Affenlight sonrió. Era una alegría oír a Owen, hombre de un distanciamiento y una calma prodigiosos, hacer frente a un sentimiento intenso de cualquier clase.

—¿Has ido a ver a Henry? —preguntó Owen.

—Llamé a la puerta anoche. Y otra vez esta mañana temprano. Parece que nunca está.

—Sí está. Sencillamente no abre la puerta. Tendrás que entrar por sorpresa. ¿No pueden proporcionarte una llave los de Infraestructuras?

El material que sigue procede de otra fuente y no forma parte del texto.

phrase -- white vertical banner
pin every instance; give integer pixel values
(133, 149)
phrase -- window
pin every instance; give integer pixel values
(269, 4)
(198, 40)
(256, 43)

Affenlight se llevó la mano al bolsillo y acarició la llave que había pedido cuando Owen estaba en el hospital. La llevaba como un talismán.

—Creo que sí.

—Eres un encanto, Guert. No te importa, ¿verdad?

—Ni mucho menos.

Affenlight colgó. Al otro lado de la ventana, el Patio se hallaba en el intervalo de la tarde entre el final de las clases y la hora punta de la cena. El sol estaba por debajo de los árboles, la luz era de una suavidad cinematográfica. Nadie, que Affenlight supiera, hacía nada a esa hora del día, pese a que muchos de los estudiantes buscaban el rendimiento de manera compulsiva, y las cintas de andar del gimnasio, si no los cubículos de la biblioteca, probablemente estuviesen abarrotados. Las rosas amarillas de la señora McCallister retoñaban, sólo un poco, en el hueco estrecho junto a Scull Hall; sacó su agenda y tomó nota de que debía elogiar su belleza. Alguien llamó a la puerta.